Shandi Mitchell and The Disappeared. | The Coast Halifax

Shandi Mitchell and The Disappeared.

Water log: Novelist and filmmaker Mitchell is shooting her first feature film in the North Atlantic.

Shandi Mitchell and The Disappeared.
Shandi Mitchell keeps her balance out on the water.

"Damn that writer," says Shandi Mitchell, laughing, days before she begins her maiden voyage as a feature film director. The Disappeared is a psychological drama about six fishers adrift in the North Atlantic after their boat goes down, a story that, Mitchell hopes, won't end up as an allegory for the production itself.

This is especially true because Mitchell won't be able to point the blame elsewhere should practical problems arise---that writer she's damning is herself. She's the one who scripted the movie and decided that a low-budget ensemble piece filmed out on the open water was the way to get her feet wet as a director. She is responsible for what even seasoned filmmakers might see as a logistical nightmare.

 "I don't choose the story. As a writer, the story tends to choose me," she says. "You create it and you think, OK, I can see this film in my mind's eye. And then I realize what a mad pursuit it would be to create it."

 Mitchell describes her feeling leading up to the start of shooting as a "mingle of sheer terror and excitement." It helps, though, that she's spent plenty of time in the film business, serving as an assistant director and doing some second-unit work on movies such as Poor Boy's Game, Margaret's Museum and Love and Death on Long Island and helming her own short films.

 Based on this experience, and the lessons she's taken from the filmmakers she's worked with, The Disappeared figures to challenge her without drowning her, metaphorically speaking.

 "The bottom line is that when we're out there, we have to be open," she says. "It's a contradiction. Film is about controlling every aspect of time and money and every detail, and yet we're going to have to work against all that because we're in the sea and we have to relinquish control to that environment.

"You're the one holding the entire picture in your hand. You need to know what's important on the day. You need to know what to fight for and what to let go."

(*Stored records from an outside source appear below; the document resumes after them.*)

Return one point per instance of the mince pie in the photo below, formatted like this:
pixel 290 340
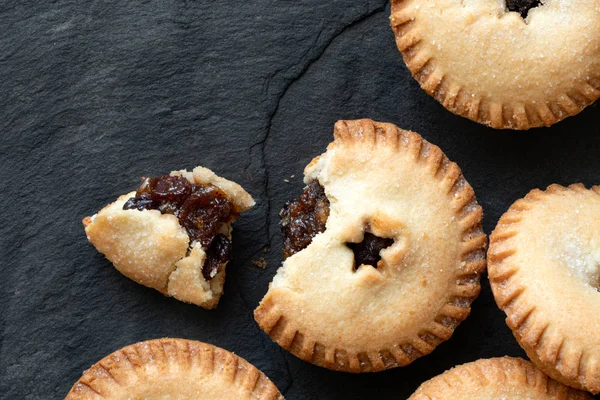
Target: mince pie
pixel 175 369
pixel 173 234
pixel 544 269
pixel 384 249
pixel 505 378
pixel 514 64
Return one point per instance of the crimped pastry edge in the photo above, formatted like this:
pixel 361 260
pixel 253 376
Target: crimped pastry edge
pixel 421 62
pixel 503 371
pixel 169 351
pixel 366 132
pixel 544 354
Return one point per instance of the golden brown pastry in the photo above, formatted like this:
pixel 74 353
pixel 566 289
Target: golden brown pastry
pixel 544 269
pixel 175 369
pixel 385 251
pixel 173 234
pixel 504 378
pixel 501 68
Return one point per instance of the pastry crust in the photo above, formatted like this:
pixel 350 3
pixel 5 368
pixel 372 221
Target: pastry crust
pixel 544 269
pixel 496 378
pixel 402 187
pixel 153 249
pixel 173 369
pixel 489 65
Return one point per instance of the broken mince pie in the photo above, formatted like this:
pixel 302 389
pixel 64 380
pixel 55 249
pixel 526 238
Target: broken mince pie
pixel 173 234
pixel 514 64
pixel 505 378
pixel 384 250
pixel 544 270
pixel 173 369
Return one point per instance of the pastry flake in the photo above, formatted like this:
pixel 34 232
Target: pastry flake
pixel 486 63
pixel 173 369
pixel 544 267
pixel 415 228
pixel 173 234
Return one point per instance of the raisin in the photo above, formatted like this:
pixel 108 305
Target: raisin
pixel 217 253
pixel 303 219
pixel 522 6
pixel 367 251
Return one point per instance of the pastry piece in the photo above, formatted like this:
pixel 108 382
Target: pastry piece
pixel 544 269
pixel 514 64
pixel 504 378
pixel 173 234
pixel 173 369
pixel 385 251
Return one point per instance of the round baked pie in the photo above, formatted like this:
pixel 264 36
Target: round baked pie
pixel 175 369
pixel 514 64
pixel 504 378
pixel 173 234
pixel 384 252
pixel 544 269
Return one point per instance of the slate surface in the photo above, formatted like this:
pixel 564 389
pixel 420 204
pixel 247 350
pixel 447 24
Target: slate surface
pixel 94 95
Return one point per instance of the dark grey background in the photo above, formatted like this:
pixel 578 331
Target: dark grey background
pixel 95 94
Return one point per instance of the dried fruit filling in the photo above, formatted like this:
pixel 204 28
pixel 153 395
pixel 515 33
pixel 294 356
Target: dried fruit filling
pixel 201 210
pixel 367 251
pixel 303 219
pixel 522 6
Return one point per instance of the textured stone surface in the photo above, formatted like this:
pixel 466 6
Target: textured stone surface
pixel 94 95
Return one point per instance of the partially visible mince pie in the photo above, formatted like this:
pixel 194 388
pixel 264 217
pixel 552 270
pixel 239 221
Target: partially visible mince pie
pixel 514 64
pixel 504 378
pixel 176 369
pixel 384 249
pixel 173 234
pixel 544 269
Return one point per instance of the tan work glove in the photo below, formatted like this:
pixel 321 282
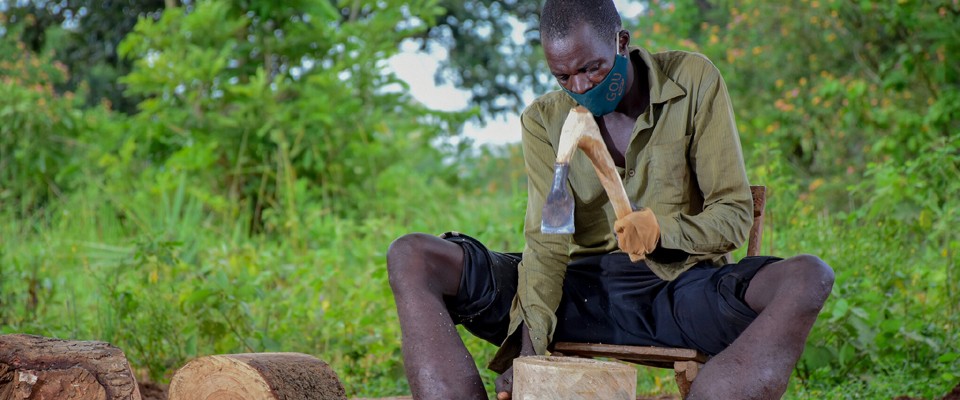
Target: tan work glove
pixel 638 233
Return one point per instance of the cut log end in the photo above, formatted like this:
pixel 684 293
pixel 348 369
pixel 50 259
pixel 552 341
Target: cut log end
pixel 290 376
pixel 548 377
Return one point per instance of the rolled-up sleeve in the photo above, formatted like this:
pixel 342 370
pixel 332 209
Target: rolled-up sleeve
pixel 717 162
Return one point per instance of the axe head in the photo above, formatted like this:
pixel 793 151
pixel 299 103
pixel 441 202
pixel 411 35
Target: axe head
pixel 557 215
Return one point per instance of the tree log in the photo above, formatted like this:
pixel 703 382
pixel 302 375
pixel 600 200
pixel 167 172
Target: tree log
pixel 547 377
pixel 261 376
pixel 39 368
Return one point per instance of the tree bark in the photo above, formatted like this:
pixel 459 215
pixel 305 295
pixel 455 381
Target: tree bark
pixel 39 368
pixel 546 377
pixel 288 376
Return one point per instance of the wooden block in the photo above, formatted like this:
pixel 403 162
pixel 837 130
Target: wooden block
pixel 661 357
pixel 39 368
pixel 260 376
pixel 685 372
pixel 548 377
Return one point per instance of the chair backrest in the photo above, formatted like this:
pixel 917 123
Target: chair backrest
pixel 756 231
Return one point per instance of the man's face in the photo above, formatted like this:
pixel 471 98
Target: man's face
pixel 581 60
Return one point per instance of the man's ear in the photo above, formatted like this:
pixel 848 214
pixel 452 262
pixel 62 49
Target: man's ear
pixel 624 41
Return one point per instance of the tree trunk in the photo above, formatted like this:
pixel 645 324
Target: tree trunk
pixel 39 368
pixel 546 377
pixel 262 376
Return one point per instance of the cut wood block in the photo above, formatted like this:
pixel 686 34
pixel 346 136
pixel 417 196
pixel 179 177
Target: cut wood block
pixel 260 376
pixel 549 377
pixel 39 368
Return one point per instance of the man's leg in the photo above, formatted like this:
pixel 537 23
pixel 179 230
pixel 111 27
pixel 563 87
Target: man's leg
pixel 422 269
pixel 788 296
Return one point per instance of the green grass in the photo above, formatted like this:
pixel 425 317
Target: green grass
pixel 167 278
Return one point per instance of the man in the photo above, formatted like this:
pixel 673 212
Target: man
pixel 668 124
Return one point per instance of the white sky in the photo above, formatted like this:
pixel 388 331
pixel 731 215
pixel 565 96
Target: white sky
pixel 418 68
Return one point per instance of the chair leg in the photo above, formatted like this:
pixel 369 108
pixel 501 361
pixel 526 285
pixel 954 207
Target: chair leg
pixel 685 372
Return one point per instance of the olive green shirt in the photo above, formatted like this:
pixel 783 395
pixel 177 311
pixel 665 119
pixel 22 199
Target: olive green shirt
pixel 683 161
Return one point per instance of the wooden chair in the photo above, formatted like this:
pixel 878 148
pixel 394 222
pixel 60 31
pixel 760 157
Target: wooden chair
pixel 686 363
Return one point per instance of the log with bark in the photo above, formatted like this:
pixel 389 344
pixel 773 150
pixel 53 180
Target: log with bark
pixel 39 368
pixel 261 376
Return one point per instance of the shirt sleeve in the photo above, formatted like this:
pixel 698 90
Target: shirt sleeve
pixel 717 163
pixel 545 257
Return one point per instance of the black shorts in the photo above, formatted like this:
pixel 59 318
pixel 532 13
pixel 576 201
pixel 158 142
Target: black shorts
pixel 609 299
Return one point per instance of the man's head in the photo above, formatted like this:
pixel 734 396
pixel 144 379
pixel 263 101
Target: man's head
pixel 560 18
pixel 581 42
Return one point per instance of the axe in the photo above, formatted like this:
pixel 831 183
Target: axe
pixel 581 130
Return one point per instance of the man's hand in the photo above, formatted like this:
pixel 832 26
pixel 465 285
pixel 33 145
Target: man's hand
pixel 504 385
pixel 638 233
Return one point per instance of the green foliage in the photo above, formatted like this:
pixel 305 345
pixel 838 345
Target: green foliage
pixel 249 202
pixel 848 112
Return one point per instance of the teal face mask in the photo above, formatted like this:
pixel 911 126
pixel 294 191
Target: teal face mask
pixel 604 98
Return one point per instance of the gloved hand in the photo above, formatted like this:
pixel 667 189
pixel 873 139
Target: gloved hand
pixel 638 233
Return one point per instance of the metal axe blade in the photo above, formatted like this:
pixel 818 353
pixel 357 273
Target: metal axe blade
pixel 580 130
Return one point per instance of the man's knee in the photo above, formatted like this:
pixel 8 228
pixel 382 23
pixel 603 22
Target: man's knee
pixel 423 260
pixel 813 277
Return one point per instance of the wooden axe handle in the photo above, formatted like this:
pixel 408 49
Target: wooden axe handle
pixel 596 150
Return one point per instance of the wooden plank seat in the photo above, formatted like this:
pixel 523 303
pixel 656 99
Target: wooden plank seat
pixel 686 363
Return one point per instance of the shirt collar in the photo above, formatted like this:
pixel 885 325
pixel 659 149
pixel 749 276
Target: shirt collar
pixel 662 88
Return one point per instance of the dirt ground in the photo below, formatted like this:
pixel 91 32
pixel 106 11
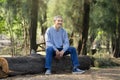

 For Mitchell, also a fiction author who penned the novel Under this Unbroken Sky, part of what she's looking forward to is collaborating with her small cast and crew. Actors Billy Campbell, Shawn Doyle and Brian Downey are among the group she's currently sailing and shooting with off Lunenburg's shores.

 "It's MacGyver filmmaking," she says, noting that, without a multi-million dollar budget, she and her colleagues must find creative solutions to practical problems. "People wanted to try this movie because of the possibility we could make something special and capture an environment that hasn't really been shot in the way we're attempting."

 As for the story, which Mitchell describes as "six men, two dories and the North Atlantic," she was inspired by the idea of both physical and mental struggle. "It's a psychological study of what could happen when you're somewhere between life and death, where all that you thought you were is lost. And who are you now? And how do you save yourself, metaphorically and literally?

 "I like pushing characters to the edge and seeing what happens. I like exploring breaking points and how people cope."

 That she may end up exploring her own breaking point in making her first film under difficult conditions isn't lost on Mitchell. But she may end up coining a new genre in the process. "We're calling this an 'Eastern,'" she says, laughing. "We'll see if we pull it off."